In [None]:
# %% Deep learning - Section 9.80
#    Code challenge 7: effects of mini-batch size

#    1) Copy code from Sec_09_078_batching_regularisation.ipynb file
#    2) Run a mini-batch size parametric experiment by setting the batch size to 2^n, n=1,..6
#    3) Set the learning rate to 0.001
#    4) Store train and test accuracies over epoch, for each batch size
#    5) Plot the accuracies

# This code pertains a deep learning course provided by Mike X. Cohen on Udemy:
#   > https://www.udemy.com/course/deeplearning_x
# The "base" code in this repository is adapted (with very minor modifications)
# from code developed by the course instructor (Mike X. Cohen), while the
# "exercises" and the "code challenges" contain more original solutions and
# creative input from my side.
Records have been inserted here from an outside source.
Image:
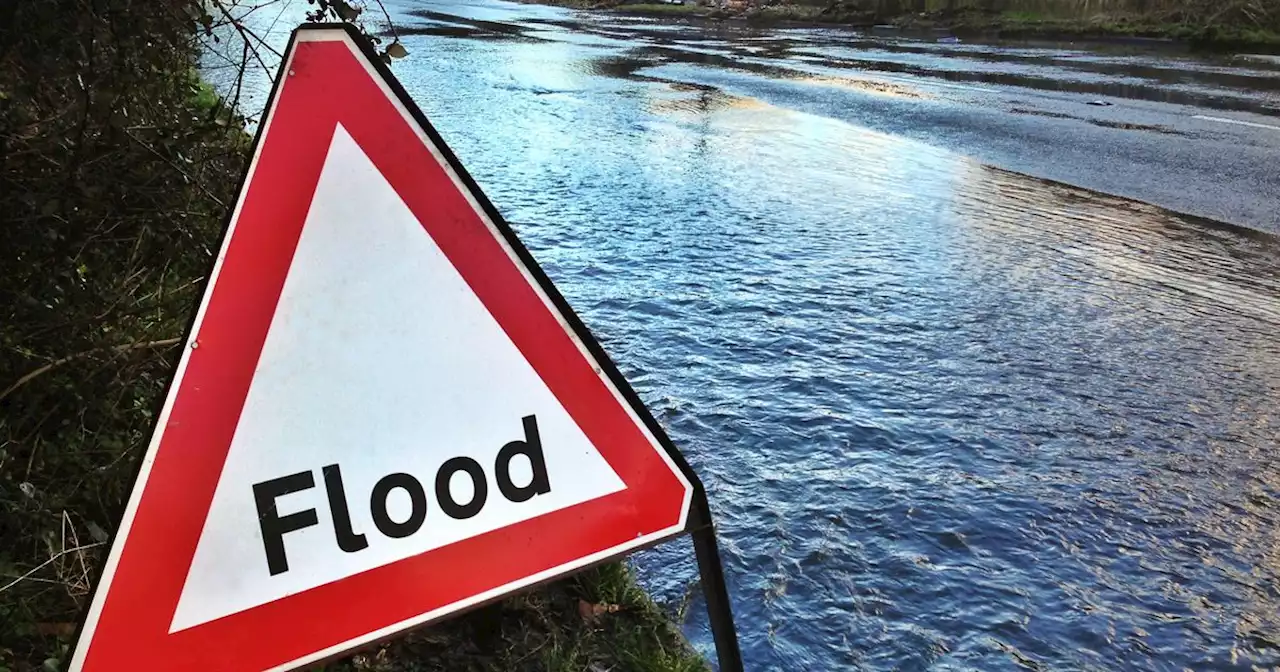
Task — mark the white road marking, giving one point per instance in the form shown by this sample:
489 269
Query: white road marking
1237 122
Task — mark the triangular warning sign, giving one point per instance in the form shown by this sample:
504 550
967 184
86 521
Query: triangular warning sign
384 412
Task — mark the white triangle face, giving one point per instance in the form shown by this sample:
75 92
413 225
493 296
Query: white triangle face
379 360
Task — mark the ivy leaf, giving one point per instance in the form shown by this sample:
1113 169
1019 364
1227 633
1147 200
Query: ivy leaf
344 10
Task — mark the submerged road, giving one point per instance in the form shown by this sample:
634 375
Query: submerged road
1194 136
950 415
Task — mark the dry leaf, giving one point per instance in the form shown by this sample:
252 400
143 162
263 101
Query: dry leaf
590 612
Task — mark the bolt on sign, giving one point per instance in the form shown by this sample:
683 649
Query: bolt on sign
384 412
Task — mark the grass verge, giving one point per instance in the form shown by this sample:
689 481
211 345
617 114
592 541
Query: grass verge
595 621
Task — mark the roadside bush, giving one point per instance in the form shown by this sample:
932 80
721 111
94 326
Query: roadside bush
115 167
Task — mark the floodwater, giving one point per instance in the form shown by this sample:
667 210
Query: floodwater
950 416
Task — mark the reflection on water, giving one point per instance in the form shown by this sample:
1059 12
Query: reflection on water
949 416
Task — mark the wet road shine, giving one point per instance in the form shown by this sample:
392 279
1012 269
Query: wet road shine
950 416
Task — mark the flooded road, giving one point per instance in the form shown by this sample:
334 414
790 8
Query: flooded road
950 416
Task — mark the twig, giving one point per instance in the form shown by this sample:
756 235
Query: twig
192 181
42 565
55 364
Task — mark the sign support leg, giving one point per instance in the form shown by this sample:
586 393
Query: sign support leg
713 588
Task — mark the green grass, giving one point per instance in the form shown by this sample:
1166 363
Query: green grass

If you are interested in DL (and if you are
# reading this statement, chances are that you are), go check out the course, it
# is singularly good.


In [None]:
# %% Libraries and modules
import numpy               as np
import matplotlib.pyplot   as plt
import torch
import torch.nn            as nn
import seaborn             as sns
import copy
import torch.nn.functional as F

from torch.utils.data                 import DataLoader,TensorDataset
from sklearn.model_selection          import train_test_split
from google.colab                     import files
from torchsummary                     import summary
from IPython                          import display
from matplotlib_inline.backend_inline import set_matplotlib_formats
set_matplotlib_formats('svg')


In [None]:
# %% Import Iris dataset

iris = sns.load_dataset('iris')

# Convert from pandas df to tensor
data = torch.tensor(iris[iris.columns[0:4]].values).float()

# Species to numbers
labels = torch.zeros(len(data),dtype=torch.long)
labels[iris.species=='setosa']     = 0
labels[iris.species=='versicolor'] = 1
labels[iris.species=='virginica']  = 2


In [None]:
# Plotting

iris.plot(marker='o',linestyle='none',figsize=(12,6))

plt.xlabel('Sample number')
plt.ylabel('Value')
plt.title('Iris dataset features')

plt.savefig('figure42_code_challenge_7.png')

plt.show()

files.download('figure42_code_challenge_7.png')


In [None]:
# %% Split into train and test data

# Split with scikitlearn
train_data,test_data,train_labels,test_labels = train_test_split(data,labels,test_size=0.2)

# Convert into PyTorch datasets
train_data = TensorDataset(train_data,train_labels)
test_data  = TensorDataset(test_data,test_labels)

# Convert into DataLoader objects (test data are not partitioned, we don't regularise in testing)
test_loader = DataLoader(test_data,batch_size=test_data.tensors[0].shape[0])
# > the train_loader is moved inside the train_model() function to allow a parametric test of the batch size


In [None]:
# %% Function to generate the model

def gen_model():

    # Architecture
    ANN = nn.Sequential(
             nn.Linear(4,64),
             nn.ReLU(),
             nn.Linear(64,64),
             nn.ReLU(),
             nn.Linear(64,3))

    # Loss function
    loss_fun = nn.CrossEntropyLoss()

    # Optimizer (small lr for illustration purpose)
    optimizer = torch.optim.SGD(ANN.parameters(),lr=0.0005)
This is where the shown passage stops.